Zu diesem Ergebnis kommen die DIW-Forscher, nachdem sie die programmatischen Ziele dieser Partei mit den Anliegen, Einstellungen und der sozio- ökonomischen Situation von AfD-Unterstützern und Unterstützerinnen zueinander in Beziehung gesetzt haben. Dabei tritt ein bemerkenswertes Paradox auf: Menschen, die die AfD unterstützen, würden am stärksten unter deren Politik leiden, und zwar in Bezug auf fast jeden Politikbereich: Wirtschaft und Steuern ebenso wie Klimaschutz, soziale Absicherung, Demokratie und Globalisierung. „Dieses Paradox scheint mit einer falschen Selbsteinschätzung vieler AfD-Wähler*innen und mit einer Fehleinschätzung der gesellschaftlichen Realität zusammenzuhängen“, schreiben die DIW-Forscher. (Sorry für die völlig absurden Gendersternchen, aber im Originalzitat darf ich sie natürlich nicht verändern).
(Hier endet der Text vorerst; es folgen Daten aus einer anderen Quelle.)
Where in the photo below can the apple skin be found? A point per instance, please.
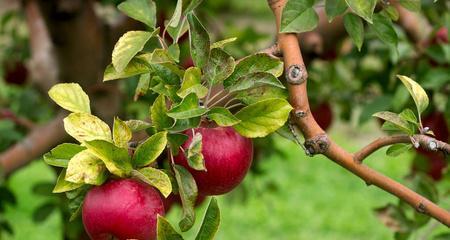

Wer wählt überhaupt die AfD? Menschen, die mit dieser Partei sympathisieren, sind überwiegend männlich, häufig arbeitslos und leben oft  in strukturschwachen Regionen, ergab eine aktuelle Forsa-Umfrage

https://www.n-tv.de/politik/Umfrage-zeigt-Eigenschaften-der-AfD-Waehler-article24203917.html.

Ältere Untersuchungen haben gezeigt, dass Einkommen und Bildung eher schwach sind. Die Unzufriedenheit über das eigene Leben und über den Zustand von Wirtschaft und Gesellschaft ist unter der AfD-Klientel deutlich höher als im Durchschnitt aller Wahlberechtigten. Und oft haben oder hatten sie eine geringere soziale und auch politische Teilhabe.

Machen wir uns nichts vor: Die AfD schneidet besser in Wahlkreisen ab, in denen die Perspektivlosigkeit groß ist, die Chancen für junge Menschen gering sind und durch deren Abwanderung wichtige Infrastrukturen für Familien und Kinder – und damit auch für Unternehmen – schlechter werden oder verschwinden. Denn dort „kümmern“ sich die AfD-Vertreter um diese abgehängten Leute, blasen ihnen das Lied von denenen da Oben und wir da unten ein – was CDU-, SPD-, Grünen- und FDP-Politiker und Politikerinnen vor Ort oft nicht leisten wollen oder für nötig halten.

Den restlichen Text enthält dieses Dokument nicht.